You should seek help for your phobia of heights if the situation causes intense fear, anxiety or panic. You should also seek help if the phobia causes you to avoid certain everyday situations. Another indicator that you should seek help for a phobia is if you can recognize that your fear is irrational and excessive. If it is apparent to you that the phobia is unreasonable, chances are that it is also apparent to many other people in your life. Lastly, you should seek help for a phobia if you have had the phobia for more than six months because this is an indicator that the phobia will most likely not go away on its own.
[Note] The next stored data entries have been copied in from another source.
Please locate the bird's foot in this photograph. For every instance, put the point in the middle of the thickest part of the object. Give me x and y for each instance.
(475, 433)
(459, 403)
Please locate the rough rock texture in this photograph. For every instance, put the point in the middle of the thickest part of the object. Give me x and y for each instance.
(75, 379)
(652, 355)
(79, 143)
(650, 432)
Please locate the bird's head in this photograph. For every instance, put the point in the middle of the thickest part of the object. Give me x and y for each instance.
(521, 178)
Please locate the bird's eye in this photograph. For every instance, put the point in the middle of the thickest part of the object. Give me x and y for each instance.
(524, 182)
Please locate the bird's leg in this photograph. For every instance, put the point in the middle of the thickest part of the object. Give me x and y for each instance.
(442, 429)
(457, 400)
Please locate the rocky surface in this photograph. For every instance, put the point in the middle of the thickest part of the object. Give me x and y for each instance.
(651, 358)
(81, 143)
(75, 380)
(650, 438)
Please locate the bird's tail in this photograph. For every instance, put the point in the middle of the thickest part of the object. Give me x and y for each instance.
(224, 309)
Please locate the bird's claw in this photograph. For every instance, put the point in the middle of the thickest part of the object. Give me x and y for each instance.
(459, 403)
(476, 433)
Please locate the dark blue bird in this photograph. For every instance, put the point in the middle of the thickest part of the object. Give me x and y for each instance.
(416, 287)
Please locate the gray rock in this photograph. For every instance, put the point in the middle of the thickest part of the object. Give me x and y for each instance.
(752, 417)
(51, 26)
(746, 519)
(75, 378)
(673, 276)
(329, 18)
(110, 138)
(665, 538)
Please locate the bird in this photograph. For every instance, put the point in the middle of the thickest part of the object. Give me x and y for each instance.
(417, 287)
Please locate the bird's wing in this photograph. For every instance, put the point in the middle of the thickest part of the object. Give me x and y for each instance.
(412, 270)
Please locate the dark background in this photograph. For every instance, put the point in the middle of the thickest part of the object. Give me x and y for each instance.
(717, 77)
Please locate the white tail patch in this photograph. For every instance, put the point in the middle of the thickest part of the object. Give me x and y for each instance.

People with severe phobias of heights should see a medical professional such as a therapist or a psychologist. Therapeutic remedies for dealing with phobias of heights include exposure therapy, talk therapy, hypnosis, and medication in the most severe cases. Discussing the fear with a professional and getting to the root cause of the phobia will help you to over the fear of heights. Exposure therapy is one of the most effective methods to deal with fear of heights because it systematically retrains the body and mind to not be afraid of the heights through measured times of exposure. For instance, the first step of exposure therapy could be to watching someone climbing a ladder. The next step might be for the acrophobe to climb onto of a chair, and then a ladder. The steps get progressively harder to deal with, until the last step, which might be something like looking over the edge of a cliff. The therapist will be guiding these exercises and talking with the acrophobe in order to gauge comfort levels and progress.
Another method that has proven to be successful is hypnosis. Hypnosis can reprogram the mind to think differently about heights. Since the fearful reaction to heights is mostly a psychological reaction, retraining the mind is a good way to conquer the fear. Once the mind feels differently about heights, i.e. that the body can handle being at high elevations and that death is not eminent, the emotional reactions to heights will become less severe. Whatever method you choose to cure your phobia of heights, make sure that you take the necessary precautions and tackle the issue slowly so as not to overwhelm yourself.